Kebakaran di Tempat Pembuangan Akhir (TPA) Jatiwaringin, yang hingga kini belum sepenuhnya padam, menyimpan persoalan teknis yang lebih kompleks dari sekadar api permukaan. Seorang pakar dari Badan Riset dan Inovasi Nasional (BRIN) menjelaskan bahwa fenomena api bawah permukaan (deep-seated fire) menjadi alasan utama mengapa upaya pemadaman konvensional kerap menemui jalan buntu.

Berbeda dengan kebakaran terbuka pada lahan atau bangunan, api di area pembuangan sampah seringkali merambat jauh ke dalam timbunan, menciptakan kantong-kantong api yang tersembunyi di bawah lapisan sampah padat. Kondisi ini membuat air atau bahan pemadam lainnya tidak mampu menjangkau sumber panas secara efektif.

Fenomena Api Bawah Permukaan di TPA

Menurut peneliti tersebut, sampah organik yang menumpuk selama bertahun-tahun mengalami dekomposisi anaerobik, menghasilkan gas metana yang sangat mudah terbakar. Ketika suhu di dalam timbunan meningkat, baik karena panas dekomposisi maupun faktor eksternal seperti puntung rokok atau gesekan, gas metana dapat tersulut dan menyebabkan kebakaran bawah tanah.

"Ibarat bara di dalam sekam, api ini tidak terlihat jelas dari luar, tetapi terus membakar lapisan demi lapisan sampah di bagian dalam," jelasnya. Suhu di pusat kebakaran bisa mencapai lebih dari 500 derajat Celsius, cukup untuk memecah material sampah menjadi arang dan gas baru yang justru memicu pembakaran berkelanjutan.

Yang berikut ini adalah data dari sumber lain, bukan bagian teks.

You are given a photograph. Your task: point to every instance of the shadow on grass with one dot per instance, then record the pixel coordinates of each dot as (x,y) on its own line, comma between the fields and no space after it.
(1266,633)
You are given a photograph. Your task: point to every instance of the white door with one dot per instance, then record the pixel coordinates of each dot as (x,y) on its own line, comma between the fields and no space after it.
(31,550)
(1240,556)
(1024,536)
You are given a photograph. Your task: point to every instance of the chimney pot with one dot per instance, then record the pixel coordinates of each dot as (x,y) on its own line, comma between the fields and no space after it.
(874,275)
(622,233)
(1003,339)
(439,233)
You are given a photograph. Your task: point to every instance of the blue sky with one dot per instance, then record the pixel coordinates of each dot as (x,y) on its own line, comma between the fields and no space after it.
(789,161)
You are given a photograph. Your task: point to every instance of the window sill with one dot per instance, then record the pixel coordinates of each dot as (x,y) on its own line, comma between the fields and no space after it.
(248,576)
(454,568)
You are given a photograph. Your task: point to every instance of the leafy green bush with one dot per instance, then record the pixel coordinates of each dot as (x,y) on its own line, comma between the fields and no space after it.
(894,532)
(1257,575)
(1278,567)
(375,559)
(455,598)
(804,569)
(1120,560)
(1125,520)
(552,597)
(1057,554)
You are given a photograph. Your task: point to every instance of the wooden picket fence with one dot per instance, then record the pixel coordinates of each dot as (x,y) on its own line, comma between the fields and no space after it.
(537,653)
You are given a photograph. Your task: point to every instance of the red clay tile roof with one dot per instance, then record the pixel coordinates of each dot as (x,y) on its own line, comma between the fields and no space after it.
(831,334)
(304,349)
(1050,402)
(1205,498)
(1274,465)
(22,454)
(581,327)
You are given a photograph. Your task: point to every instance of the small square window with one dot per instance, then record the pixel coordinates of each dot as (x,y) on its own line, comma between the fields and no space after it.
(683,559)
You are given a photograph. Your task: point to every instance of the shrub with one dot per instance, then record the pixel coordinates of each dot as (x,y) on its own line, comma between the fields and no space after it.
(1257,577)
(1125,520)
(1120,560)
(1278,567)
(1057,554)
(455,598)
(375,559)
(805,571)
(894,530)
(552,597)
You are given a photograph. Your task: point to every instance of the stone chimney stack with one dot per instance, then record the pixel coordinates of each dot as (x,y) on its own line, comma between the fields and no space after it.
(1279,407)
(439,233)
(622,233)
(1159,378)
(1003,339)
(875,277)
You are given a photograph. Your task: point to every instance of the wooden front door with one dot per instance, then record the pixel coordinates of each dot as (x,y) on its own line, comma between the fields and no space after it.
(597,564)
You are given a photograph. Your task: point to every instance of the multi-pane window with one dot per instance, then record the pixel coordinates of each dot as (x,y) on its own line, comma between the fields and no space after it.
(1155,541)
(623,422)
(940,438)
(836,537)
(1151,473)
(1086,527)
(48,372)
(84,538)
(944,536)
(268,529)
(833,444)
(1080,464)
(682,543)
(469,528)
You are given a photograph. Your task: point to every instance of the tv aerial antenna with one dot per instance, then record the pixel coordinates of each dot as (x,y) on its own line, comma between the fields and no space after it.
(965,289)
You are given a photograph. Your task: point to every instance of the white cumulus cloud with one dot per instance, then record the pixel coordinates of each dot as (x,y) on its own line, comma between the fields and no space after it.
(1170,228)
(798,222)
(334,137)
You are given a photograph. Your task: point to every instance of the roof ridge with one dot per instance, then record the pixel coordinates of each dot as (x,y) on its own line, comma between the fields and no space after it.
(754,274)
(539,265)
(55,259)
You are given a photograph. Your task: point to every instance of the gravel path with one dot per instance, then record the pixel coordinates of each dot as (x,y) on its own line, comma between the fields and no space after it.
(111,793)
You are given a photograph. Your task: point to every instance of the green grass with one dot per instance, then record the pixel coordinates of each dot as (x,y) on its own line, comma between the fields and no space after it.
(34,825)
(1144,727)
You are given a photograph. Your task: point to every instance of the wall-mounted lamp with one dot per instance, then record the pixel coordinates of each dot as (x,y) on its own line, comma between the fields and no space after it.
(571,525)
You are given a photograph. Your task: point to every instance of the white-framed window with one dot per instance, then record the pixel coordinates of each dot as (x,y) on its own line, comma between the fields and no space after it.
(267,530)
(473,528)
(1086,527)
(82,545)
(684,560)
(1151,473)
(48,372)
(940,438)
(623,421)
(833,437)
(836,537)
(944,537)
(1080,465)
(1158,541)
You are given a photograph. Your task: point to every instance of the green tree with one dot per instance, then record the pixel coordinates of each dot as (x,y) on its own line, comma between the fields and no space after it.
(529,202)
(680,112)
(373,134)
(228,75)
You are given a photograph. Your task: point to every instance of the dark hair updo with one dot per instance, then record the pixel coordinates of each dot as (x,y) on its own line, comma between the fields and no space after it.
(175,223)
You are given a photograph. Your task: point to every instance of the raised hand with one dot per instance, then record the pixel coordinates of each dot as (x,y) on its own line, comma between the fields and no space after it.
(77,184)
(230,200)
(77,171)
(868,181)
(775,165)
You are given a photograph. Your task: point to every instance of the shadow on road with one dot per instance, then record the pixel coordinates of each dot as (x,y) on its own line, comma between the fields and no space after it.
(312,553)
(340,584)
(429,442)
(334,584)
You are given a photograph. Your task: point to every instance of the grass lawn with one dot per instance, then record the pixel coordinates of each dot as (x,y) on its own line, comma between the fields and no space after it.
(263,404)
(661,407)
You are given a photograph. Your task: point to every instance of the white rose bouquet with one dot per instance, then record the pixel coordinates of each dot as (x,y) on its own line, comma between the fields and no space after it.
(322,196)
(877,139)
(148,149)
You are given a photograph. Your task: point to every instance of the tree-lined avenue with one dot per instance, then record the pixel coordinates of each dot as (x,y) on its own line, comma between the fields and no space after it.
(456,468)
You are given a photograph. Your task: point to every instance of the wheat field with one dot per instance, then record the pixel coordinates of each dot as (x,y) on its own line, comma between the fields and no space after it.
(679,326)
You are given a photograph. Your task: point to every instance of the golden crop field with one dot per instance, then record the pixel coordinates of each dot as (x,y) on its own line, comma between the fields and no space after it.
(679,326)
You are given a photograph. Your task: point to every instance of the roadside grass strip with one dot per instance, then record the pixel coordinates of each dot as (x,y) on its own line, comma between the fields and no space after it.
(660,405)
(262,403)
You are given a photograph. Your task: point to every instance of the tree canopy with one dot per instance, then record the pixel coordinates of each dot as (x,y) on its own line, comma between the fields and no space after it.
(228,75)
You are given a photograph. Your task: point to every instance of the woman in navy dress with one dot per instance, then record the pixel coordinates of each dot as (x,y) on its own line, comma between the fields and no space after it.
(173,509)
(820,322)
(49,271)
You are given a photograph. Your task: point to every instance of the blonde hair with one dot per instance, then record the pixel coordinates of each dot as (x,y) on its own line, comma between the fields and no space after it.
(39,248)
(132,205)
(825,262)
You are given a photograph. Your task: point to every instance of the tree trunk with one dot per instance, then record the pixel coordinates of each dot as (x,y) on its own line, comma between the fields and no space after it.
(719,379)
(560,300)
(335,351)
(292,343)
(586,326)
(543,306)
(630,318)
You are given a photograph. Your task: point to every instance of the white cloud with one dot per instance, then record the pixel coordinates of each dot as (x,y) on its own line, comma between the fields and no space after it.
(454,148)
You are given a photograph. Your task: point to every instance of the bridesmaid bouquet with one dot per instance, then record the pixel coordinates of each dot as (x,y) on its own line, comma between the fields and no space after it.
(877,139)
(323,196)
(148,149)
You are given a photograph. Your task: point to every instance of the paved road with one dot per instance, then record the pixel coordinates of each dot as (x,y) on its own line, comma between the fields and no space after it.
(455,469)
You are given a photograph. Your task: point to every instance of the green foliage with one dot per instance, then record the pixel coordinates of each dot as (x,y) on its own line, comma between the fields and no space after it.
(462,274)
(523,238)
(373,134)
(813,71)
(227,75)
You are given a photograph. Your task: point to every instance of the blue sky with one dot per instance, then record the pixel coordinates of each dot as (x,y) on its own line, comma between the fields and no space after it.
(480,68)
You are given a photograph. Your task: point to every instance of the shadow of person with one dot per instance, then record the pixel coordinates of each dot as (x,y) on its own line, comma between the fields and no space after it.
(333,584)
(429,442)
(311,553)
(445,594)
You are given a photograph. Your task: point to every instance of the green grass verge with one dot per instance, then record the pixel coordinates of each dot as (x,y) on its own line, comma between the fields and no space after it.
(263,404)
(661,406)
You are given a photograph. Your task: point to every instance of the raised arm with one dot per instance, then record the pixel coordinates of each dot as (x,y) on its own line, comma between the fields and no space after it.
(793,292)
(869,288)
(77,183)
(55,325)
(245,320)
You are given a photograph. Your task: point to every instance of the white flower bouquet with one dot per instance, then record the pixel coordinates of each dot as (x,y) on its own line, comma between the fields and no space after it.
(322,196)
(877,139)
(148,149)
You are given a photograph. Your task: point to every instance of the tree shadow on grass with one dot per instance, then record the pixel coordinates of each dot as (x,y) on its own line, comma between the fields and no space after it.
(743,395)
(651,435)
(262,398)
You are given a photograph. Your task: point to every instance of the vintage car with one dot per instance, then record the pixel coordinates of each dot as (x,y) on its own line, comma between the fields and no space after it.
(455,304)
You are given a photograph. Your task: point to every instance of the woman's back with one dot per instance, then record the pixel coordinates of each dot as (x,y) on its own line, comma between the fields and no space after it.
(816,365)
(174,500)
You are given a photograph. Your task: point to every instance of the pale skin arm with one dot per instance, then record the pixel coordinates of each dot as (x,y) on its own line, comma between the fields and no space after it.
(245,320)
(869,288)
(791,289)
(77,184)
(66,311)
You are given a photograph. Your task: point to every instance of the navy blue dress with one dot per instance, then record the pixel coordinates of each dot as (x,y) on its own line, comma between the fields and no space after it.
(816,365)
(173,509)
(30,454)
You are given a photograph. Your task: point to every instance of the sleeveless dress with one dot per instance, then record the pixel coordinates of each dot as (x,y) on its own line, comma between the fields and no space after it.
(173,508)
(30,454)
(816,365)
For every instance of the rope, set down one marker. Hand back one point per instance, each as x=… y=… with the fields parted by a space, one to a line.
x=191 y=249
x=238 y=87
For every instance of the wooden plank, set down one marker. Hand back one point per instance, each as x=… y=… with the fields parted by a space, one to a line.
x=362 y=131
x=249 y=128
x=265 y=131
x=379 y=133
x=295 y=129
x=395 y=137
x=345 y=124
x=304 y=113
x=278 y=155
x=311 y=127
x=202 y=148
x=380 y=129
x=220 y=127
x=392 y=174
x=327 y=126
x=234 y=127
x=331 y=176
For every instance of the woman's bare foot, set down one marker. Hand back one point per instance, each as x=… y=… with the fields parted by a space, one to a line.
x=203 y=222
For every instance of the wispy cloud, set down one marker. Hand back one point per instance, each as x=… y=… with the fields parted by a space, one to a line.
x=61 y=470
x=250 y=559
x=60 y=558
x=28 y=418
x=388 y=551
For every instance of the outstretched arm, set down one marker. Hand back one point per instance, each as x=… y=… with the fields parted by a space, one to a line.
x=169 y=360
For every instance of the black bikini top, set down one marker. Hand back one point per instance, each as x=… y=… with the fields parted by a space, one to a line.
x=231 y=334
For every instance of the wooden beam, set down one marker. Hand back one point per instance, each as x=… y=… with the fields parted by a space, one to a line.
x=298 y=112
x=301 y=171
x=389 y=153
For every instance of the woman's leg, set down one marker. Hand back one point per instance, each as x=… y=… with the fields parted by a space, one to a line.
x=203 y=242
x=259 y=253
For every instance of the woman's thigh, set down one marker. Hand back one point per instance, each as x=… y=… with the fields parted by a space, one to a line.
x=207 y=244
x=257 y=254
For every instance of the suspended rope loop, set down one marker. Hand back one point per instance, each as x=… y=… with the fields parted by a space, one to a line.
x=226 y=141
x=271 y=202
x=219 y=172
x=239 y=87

Mengapa Pemadaman Sulit Dilakukan?

Metode pemadaman standar dengan menyemprotkan air dari atas hanya mampu mendinginkan permukaan. Air tidak dapat menembus lapisan sampah yang padat dan berlapis-lapis, sehingga api di bagian dalam terus menyala. Bahkan, air yang masuk melalui celah berisiko bereaksi dengan karbon panas dan menghasilkan gas hidrogen yang semakin menambah intensitas api.

Selain itu, struktur TPA yang tidak memiliki sistem ventilasi atau sekat pemisah membuat api bisa merambat secara horizontal dan vertikal tanpa hambatan. Ketika petugas berhasil memadamkan satu titik, titik lain di area yang terhubung secara termal dapat kembali menyala, menciptakan efek whack-a-mole yang melelahkan sumber daya pemadaman.

Dampak Lingkungan dan Kesehatan

Kebakaran bawah permukaan tidak hanya sulit dipadamkan, tetapi juga melepaskan asap tebal mengandung partikel berbahaya seperti karbon monoksida, sulfur dioksida, dan senyawa organik volatil. Masyarakat di sekitar TPA Jatiwaringin terpapar risiko gangguan pernapasan akut, iritasi mata, dan penyakit kronis jika terpapar dalam jangka panjang.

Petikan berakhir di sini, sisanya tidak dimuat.